PLN Latih 82 Warga Hative Besar Kelola Sampah Organik Jadi Eco Enzyme, Dukung Ekonomi Rumah Tangga

Penulis: Pandu Wibisono  •  Senin, 29 Juni 2026 | 20:41:31 WIB
PLN UIW MMU melatih 82 warga Hative Besar mengelola sampah organik menjadi eco enzyme.

AMBON — PT PLN (Persero) Unit Induk Wilayah Maluku dan Maluku Utara (UIW MMU) menggandeng warga Hative Besar dalam pengelolaan sampah organik berbasis rumah tangga. Melalui program Tanggung Jawab Sosial dan Lingkungan (TJSL) PLN Peduli, perusahaan energi itu menggelar pelatihan pembuatan eco enzyme selama dua hari di Kantor Negeri Hative Besar, 22-23 Juni 2026.

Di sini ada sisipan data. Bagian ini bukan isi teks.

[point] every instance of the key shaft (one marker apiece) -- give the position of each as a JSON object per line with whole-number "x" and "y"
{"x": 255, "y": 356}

General Manager PLN UIW MMU, Noer Soeratmoko, mengatakan kegiatan ini merupakan bentuk komitmen perusahaan dalam pemberdayaan masyarakat dan pelestarian lingkungan. “Program ini merupakan bentuk komitmen PLN dalam mendukung pemberdayaan masyarakat dan pelestarian lingkungan melalui peningkatan kapasitas masyarakat dalam pengelolaan sampah organik berbasis rumah tangga serta penguatan perilaku hidup ramah lingkungan,” ujarnya.

Pelatihan Dua Hari: Dari Teori hingga Produk Turunan

Sebanyak 82 peserta mengikuti rangkaian pelatihan yang terdiri dari ibu rumah tangga perwakilan 28 RT, Ketua Pokja PKK, staf Pemerintah Negeri, serta perwakilan guru sekolah dasar negeri. Hari pertama diisi pemahaman konsep dan manfaat eco enzyme dalam mengelola limbah organik rumah tangga.

Hari kedua, peserta langsung praktik pembuatan enzyme buah dan produk turunannya, seperti sabun cair dan sabun batang. Narasumber I Wayan Yuli Ekayani, seorang penggiat eco enzyme, memandu peserta dari pengenalan dasar hingga praktik pengolahan.

RT 003/RW 002 Jadi Lokasi Percontohan Binaan

PLN tidak hanya memberikan pelatihan. RT 003/RW 002 Hative Besar ditetapkan sebagai lokasi percontohan binaan. Di wilayah itu, PLN telah menyalurkan tiga unit tempat sampah ukuran 240 liter dan enam tong komposter. Pendampingan juga diberikan kepada 41 kepala keluarga sejak awal Juni 2026.

Hasilnya, terbentuk kelompok pemberdayaan ibu-ibu dan pemuda yang aktif mengelola sampah organik dan anorganik. Rencananya, hasil pengolahan sampah dari kelompok ini akan ditampilkan dalam pameran pada Juli 2026 sebagai bentuk edukasi dan apresiasi kepada masyarakat.

Dampak: Mengurangi Ketergantungan pada TPA dan Membuka Peluang Ekonomi

Noer Soeratmoko menekankan bahwa program ini dirancang untuk menciptakan perubahan yang berkelanjutan. “Pengelolaan sampah organik melalui eco enzyme merupakan contoh sederhana yang dapat memberikan dampak nyata bagi lingkungan, kesehatan, dan potensi ekonomi rumah tangga,” katanya.

Melalui praktik ini, masyarakat didorong mengurangi ketergantungan terhadap TPA. Selain lingkungan yang lebih bersih dan sehat, limbah organik yang diolah menjadi produk bernilai guna dapat mendukung ekonomi sederhana keluarga di tingkat komunitas.

PLN berharap program ini tidak berhenti pada peningkatan pengetahuan, tetapi menjadi pemicu perubahan perilaku di tingkat rumah tangga. Ibu rumah tangga diharapkan menjadi motor penggerak pengelolaan sampah mandiri dan berkelanjutan di lingkungan masing-masing.

Reporter: Pandu Wibisono
Sumber: ambon.antaranews.com This article was automatically rewritten by AI based on the source above without altering the facts of the original article.